Em Línguas e Culturas – Introdução à Etnolinguística e Oralidades Africanas (Edições Paulinas, 2024) o linguista e sacerdote católico Bonifácio Tchimboto propõe uma introdução as duas áreas de estudo: etnolinguística e as literaturas orais. Este autor angolano prossegue, assim, o seu trabalho de recuperação e valorização do património tradicional linguístico e cultural de Angola, numa linha de ação com alcance também político (do mesmo autor, ver na Montra de Livros as apresentações de Do Desprezo ao Apreço do Nome e Ética e Pedagogia na Literatura Oral Africana) .
No prefácio (pp. 7-8), escrito por Albert Ngeni Mundele (Universidade Católica da África Oriental, Nairobi, Quénia), identifica-se o enquadramento académico da obra e do autor. Na "Introdução" (pp. 11/12), Tchimboto expressa de modo muito sintético e direto a grande finalidade do trabalho apresentado: a etnolinguística como estudo da "relação da língua com a cultura de um povo determinado" (p. 11) e como metodologia de acesso à oralidade das culturas da África subsaariana, através das quais se podem conhecer os "arquétipos do pensamento e da ciência africana sobre o homem" (ibidem).
Seguidamente, Línguas e Culturas estrutura-se em dez capítulos, os quais se repartem em duas vertentes solidárias: uma dedicada a noções de linguística, com destaque para a distinção entre a etnolinguística da sociolinguística, em que se menciona o contributo da hipótese de Sapir-Whorf e as correntes do generativismo inspiradas por Noam Chomsky; e uma segunda parte consagrada à literatura africana de tradição oral, realçando a tradição bantu e, mais particularmente, o património em umbundo, língua falada nas regiões centrais de Angola. Os títulos desses capítulos são bastantes claros quanto aos temas tratados e à discussão associada a cada um: "Generalidades sobre a etnolinguística" (cap. 1, pp. ); "Relativismo e gerativismo linguístico" (cap. 2); "Etnolinguística e sociolinguística" (cap. 3); Bilinguismo e plurilinguismo (cap. 4); "Tipologia de línguas e variação linguística" (cap. 5); "Noções gerais sobre a literatura oral" (cap. 6); "Literatura oral na civilização humana" (cap. 7); "Particularidades da literatura oral africana" (cap. 8); "Géneros da oralidade africana" (cap. 9); e "Métodos e técnicas de pesquisa" (cap. 10).

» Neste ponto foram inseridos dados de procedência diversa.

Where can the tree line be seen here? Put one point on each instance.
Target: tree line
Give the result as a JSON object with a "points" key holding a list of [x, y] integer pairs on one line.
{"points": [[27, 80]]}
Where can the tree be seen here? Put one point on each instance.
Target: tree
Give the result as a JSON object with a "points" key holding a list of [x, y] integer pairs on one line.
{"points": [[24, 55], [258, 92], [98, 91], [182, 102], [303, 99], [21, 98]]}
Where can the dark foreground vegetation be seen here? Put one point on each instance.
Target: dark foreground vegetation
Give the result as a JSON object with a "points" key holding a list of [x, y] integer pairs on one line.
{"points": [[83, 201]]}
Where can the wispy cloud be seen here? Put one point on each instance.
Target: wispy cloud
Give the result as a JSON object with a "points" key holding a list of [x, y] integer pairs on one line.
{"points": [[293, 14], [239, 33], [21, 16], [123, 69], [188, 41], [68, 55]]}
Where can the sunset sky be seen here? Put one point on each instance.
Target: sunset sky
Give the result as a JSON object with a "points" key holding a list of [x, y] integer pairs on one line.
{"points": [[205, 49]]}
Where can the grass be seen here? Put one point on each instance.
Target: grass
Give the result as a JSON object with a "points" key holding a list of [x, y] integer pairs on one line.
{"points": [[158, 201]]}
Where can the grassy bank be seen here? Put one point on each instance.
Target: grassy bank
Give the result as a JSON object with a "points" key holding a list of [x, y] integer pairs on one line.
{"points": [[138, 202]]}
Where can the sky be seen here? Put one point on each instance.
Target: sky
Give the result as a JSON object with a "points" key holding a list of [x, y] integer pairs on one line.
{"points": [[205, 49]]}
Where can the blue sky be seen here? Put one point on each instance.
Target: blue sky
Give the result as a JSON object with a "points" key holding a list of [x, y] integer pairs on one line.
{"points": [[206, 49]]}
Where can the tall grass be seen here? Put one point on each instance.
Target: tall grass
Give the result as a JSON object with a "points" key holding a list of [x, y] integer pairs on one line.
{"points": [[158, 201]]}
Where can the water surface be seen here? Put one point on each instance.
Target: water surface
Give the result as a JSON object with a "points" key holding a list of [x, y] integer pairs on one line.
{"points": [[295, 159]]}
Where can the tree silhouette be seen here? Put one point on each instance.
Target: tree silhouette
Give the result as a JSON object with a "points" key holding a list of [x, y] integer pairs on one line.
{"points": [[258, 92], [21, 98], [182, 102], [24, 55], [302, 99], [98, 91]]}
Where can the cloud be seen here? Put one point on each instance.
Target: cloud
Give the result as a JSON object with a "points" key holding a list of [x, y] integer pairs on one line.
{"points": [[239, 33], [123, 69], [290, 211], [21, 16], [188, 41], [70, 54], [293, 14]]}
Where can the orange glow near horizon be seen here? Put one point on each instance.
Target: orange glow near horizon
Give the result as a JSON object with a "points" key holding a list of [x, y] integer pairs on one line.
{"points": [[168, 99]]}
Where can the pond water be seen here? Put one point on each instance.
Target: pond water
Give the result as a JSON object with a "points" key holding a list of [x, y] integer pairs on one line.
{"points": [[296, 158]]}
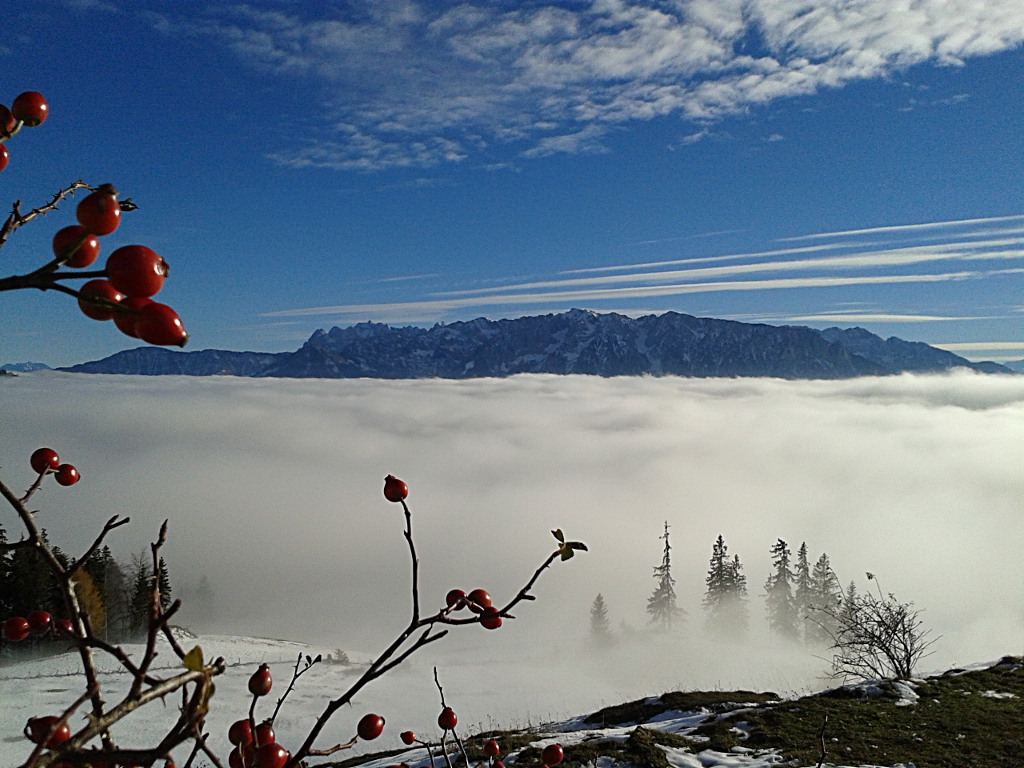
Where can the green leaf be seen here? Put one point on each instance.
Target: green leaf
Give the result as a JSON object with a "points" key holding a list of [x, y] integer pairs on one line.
{"points": [[194, 659]]}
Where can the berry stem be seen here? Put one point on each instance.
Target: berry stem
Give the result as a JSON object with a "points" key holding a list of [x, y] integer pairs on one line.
{"points": [[15, 218], [4, 135]]}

A "Conclusão" (pp. 203/204) é um texto muito breve que deixa uma mensagem ambiciosa, como que profética, defendendo, com a metáfora «partir de casa», uma orientação pan-africana como estratégia para a afirmação de África no mundo. Defendendo a pertinência da etnolinguística e dos estudos da literatura oral africana, afirma o autor: «Partir de casa é partir da língua de casa, das línguas nígero-congolesas, das línguas bantu, da língua umbundu» (p. 204).
Escrito num estilo muito vivo, cujas frases parecem ecoar os dispositivos retóricos e oratórios da prosa vieirista, Línguas e Culturas desenvolve uma argumentação por vezes muito crítica da visão da escrita e do livro como fatores fundadores da literariedade e do conceito de literatura. A abordagem de Bonifácio Tchimboto é, portanto, muito útil pela clareza da exposição, ao mesmo tempo que as suas teses são estimulantes por desafiarem perspetivas que em Portugal talvez se aceitem sem discussão.